Metropolit Tichon rief zum kirchlichen Neujahr zu geistlichem Wachstum auf
Der Primas der Orthodox Church in America warnte davor, christliche Erneuerung mit dem ständigen Streben nach Neuem zu verwechseln.
Zum Beginn des orthodoxen Kirchenjahres am 1. September 2026 hat Metropolit Tichon von ganz Amerika und Kanada die Gläubigen dazu aufgerufen, die durch die Taufe empfangene Erneuerung bewusst zu leben. Zugleich betonte der Ersthierarch der Orthodox Church in America (OCA), dass geistliches Wachstum auf der Treue zur kirchlichen Überlieferung gründe und nicht auf der bloßen Suche nach Neuem. Die OCA veröffentlichte das Hirtenwort auf ihrer Webseite.
In seiner Botschaft erinnerte Metropolit Tichon an das Evangelium vom Aufenthalt Christi in der Synagoge von Nazareth. Dort habe Jesus die Worte des Propheten Jesaja auf sich bezogen und damit die Erfüllung der Verheißung vom „Gnadenjahr des Herrn“ verkündet.
Die Neuheit Christi bedeute jedoch nicht, das Vergangene zu verwerfen, erklärte der Metropolit. Vielmehr vollende Christus das, was ihm vorausgegangen sei. Auch die Gläubigen seien durch Taufe und Auferstehung Christi bereits zu einer neuen Schöpfung geworden. Entscheidend sei deshalb die Frage, ob sie diese Erneuerung im Alltag tatsächlich lebten.

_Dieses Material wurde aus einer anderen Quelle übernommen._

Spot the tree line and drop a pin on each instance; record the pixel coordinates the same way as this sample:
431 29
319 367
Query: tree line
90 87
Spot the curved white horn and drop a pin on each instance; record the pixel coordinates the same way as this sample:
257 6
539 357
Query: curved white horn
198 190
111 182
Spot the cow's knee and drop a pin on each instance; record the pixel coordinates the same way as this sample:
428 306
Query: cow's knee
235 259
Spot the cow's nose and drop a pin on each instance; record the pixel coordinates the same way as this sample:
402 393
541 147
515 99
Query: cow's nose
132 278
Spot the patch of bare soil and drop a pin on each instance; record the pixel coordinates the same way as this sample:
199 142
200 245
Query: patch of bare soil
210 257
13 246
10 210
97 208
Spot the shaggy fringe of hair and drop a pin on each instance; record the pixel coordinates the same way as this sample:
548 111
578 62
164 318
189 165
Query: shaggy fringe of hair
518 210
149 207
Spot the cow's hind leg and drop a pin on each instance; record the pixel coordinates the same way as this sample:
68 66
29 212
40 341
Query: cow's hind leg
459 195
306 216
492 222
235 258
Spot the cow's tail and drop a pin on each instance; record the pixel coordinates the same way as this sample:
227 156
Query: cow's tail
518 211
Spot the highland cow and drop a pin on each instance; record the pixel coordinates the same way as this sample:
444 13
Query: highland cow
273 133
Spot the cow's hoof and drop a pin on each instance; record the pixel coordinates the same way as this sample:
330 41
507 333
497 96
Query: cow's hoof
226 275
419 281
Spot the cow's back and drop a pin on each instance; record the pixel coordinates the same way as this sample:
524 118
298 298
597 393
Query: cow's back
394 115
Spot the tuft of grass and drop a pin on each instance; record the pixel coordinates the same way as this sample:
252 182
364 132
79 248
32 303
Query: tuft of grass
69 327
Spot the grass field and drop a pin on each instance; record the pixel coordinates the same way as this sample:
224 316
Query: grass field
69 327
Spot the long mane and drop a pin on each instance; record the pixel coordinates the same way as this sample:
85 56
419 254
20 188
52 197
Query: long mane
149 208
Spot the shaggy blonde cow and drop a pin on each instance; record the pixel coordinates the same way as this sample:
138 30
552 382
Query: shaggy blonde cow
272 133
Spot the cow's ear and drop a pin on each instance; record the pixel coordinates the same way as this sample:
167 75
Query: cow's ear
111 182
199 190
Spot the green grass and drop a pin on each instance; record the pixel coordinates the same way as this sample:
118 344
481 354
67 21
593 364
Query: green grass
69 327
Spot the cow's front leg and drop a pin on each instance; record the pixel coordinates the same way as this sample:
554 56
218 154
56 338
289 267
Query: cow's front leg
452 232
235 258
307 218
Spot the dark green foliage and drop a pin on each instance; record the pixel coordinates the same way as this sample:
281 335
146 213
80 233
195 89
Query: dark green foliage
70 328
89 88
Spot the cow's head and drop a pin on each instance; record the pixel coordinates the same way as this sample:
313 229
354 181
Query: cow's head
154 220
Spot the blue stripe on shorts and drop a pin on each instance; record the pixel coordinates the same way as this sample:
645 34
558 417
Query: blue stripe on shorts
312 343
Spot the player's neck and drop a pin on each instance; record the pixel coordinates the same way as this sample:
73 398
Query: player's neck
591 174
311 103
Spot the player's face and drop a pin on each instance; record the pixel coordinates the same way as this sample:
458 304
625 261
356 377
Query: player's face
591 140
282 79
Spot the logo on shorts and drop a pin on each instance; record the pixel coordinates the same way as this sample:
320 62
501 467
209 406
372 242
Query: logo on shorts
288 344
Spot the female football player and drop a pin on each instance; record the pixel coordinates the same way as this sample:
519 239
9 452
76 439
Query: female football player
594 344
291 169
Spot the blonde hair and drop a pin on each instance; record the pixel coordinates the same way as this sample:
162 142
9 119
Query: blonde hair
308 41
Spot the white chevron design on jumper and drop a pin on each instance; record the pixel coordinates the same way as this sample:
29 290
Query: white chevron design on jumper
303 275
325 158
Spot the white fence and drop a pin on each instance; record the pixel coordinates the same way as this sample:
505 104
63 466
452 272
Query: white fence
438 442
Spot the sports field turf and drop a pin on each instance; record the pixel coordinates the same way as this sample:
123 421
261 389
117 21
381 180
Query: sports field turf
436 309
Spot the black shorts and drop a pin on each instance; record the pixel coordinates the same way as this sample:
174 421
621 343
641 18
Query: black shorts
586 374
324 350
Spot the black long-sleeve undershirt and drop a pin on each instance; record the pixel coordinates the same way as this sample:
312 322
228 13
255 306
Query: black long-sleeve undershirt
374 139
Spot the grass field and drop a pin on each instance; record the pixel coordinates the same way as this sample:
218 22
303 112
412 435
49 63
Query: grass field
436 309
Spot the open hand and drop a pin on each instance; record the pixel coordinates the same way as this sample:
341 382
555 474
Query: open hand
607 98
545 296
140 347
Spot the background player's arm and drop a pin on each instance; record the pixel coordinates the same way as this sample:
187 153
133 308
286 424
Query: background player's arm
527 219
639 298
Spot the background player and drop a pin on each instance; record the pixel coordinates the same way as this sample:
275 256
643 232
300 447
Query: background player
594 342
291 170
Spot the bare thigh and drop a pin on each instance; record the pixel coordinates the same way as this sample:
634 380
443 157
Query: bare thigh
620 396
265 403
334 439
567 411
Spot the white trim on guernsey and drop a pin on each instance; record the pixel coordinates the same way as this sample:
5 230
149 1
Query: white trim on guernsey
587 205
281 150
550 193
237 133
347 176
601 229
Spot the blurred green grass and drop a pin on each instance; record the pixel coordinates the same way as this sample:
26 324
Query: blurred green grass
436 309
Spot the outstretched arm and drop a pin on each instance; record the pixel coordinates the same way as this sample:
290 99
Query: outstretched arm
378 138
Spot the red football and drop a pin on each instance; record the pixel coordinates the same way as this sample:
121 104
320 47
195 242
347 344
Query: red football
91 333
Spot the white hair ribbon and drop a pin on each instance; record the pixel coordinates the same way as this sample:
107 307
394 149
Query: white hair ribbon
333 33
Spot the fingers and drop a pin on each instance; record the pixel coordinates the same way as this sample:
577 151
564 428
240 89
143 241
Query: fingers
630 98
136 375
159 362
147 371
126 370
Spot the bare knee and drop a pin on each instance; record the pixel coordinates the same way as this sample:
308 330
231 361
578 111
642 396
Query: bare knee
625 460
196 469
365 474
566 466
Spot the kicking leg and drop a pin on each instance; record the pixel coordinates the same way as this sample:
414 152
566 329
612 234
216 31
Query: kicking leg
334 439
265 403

Metropolit Tichon warnte zugleich davor, die christliche Neuheit mit dem modernen Drang nach ständig neuen Produkten, Erfahrungen und Veränderungen zu verwechseln. Die Welt könne das menschliche Bedürfnis nach Neuem zwar immer wieder ansprechen, aber letztlich nicht erfüllen. Die Neuheit in Christus sei dagegen bleibend und unvergänglich, da sie ihren Ursprung im lebendigen Gott habe.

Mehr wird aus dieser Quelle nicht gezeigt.